I was thinking of this topic in connection with reports that Rome has quietly asked other bishops and prelates not to attend occasions when Archbishop Aloysius Schneider or Raymond Cardinal Burke was to be present. This approach disappoints. It seems so unmanly and petty, so much contrary to that robust sense of responsible discourse that the Church binds itself to uphold. Rather than meet their arguments, we are advised not to listen to them. Disappointment likewise runs high when the Holy Father does not answer questions that need answering or does not punish those whose actions demand punishment. Disappointment also comes when politicians who maintain that they are in good standing in the Church support abortion or euthanasia in various ways.
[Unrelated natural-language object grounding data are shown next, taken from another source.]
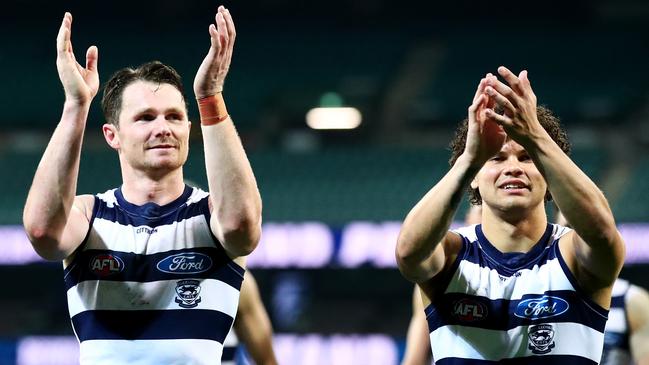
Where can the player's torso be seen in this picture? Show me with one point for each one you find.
(150, 284)
(521, 307)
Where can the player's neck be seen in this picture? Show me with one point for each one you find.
(514, 235)
(139, 189)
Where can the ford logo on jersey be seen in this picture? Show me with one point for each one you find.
(543, 306)
(185, 263)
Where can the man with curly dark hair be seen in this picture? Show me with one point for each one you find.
(514, 289)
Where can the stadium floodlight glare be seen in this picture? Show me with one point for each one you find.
(333, 118)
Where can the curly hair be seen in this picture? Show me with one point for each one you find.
(154, 71)
(548, 121)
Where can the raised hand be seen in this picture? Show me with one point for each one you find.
(80, 84)
(211, 74)
(516, 98)
(484, 136)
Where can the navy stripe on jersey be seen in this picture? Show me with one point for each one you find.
(127, 266)
(228, 353)
(530, 360)
(152, 325)
(485, 254)
(617, 301)
(151, 214)
(616, 340)
(474, 311)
In a broader sense, we can wonder if God is disappointed with His creation. He looked upon it and found it good. He presumably was fully aware that, in creating a creature with genuine free will, things could go haywire. He thus found it advisable to enter the world itself to redeem it from its sins. When He did enter the world, He did not do so in such a manner that His disappointments with unworthy human enterprises and deeds would suddenly cease. If we look at the Crucifixion itself, it was the result, in part, of Jewish leaders being disappointed that their kind of Messiah did not come forth to free them from their enemies. And the performance of Peter and most of the other disciples during the Passion and Crucifixion can only be described as a disappointment. When it came down to the wire, they did not come through.
Other kinds of disappointment can be named. Take the rich young man in Scripture. He is invited to follow Christ. He thinks it over and decides not to follow Him. We cannot help but think that he not only disappointed Christ, but also he disappointed himself, which is why he went away “sad”. One wonders how modern divorces look under the spotlight of disappointments. Things that are affirmed “till death do us part” are cut off as not worth continuing. Children are disappointed in their parents’ divorces, wives with their husbands, and husbands with wives. Again, disappointment means not living up to an expectation, or to a standard.
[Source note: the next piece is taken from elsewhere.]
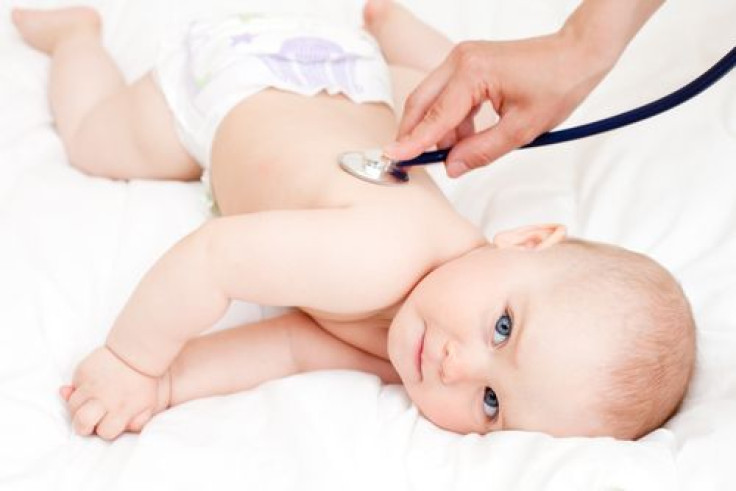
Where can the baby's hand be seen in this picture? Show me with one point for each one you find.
(109, 397)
The disappointed Catholics of today are not so much concerned with the world and what goes on within it. They are ready to accept the famous principle that “if a thing can go wrong, it will go wrong.” Though the world has never been more prosperous, we are hard-pressed to find things that are going right. We are Augustinians who do not expect things in this world to go right very often or for very long. Yet, disappointment is not despair. Despair would mean that what is going on in the Church today cannot be reformed and cannot change. The foundations on which the Church was built are seemingly undermined. When the famous “Gates of Hell” became visible, they seemed to prevail. But we know Christ is King and, as Christ told Pilate, “Everyone who belongs to the truth listens to my voice.”
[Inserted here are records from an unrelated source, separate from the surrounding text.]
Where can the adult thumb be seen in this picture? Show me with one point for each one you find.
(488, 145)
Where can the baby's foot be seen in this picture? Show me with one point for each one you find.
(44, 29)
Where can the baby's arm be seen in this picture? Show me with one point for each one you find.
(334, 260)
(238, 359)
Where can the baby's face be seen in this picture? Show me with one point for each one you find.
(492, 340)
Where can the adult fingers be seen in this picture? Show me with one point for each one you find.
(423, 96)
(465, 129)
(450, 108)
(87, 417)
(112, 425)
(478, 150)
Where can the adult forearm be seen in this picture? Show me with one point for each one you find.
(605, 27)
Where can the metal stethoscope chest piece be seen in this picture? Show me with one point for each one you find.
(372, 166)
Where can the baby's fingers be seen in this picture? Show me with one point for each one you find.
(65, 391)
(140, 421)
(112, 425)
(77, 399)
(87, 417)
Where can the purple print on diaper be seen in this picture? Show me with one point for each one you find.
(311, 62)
We should be disappointed about many things in our lives, in our country, and in our Church. Disappointment is a sign to us that things have to be that ought not to be the way they are. But we cannot change the past or its disappointments. Again, if nothing disappoints us, we implicitly approve of everything, and we are not disappointed just to be disappointed. We can also be disappointed at the wrong things. The positive side of the disappointments that define us reveals those goods that last, that endure, that do not disappoint.
The Psalmist had it right: They trusted the Lord and “they were not disappointed.” Tell me what disappoints you and I will tell you what you are. The reverse of this aphorism is also true: “Tell me what does not disappoint you, and I will tell you what you are.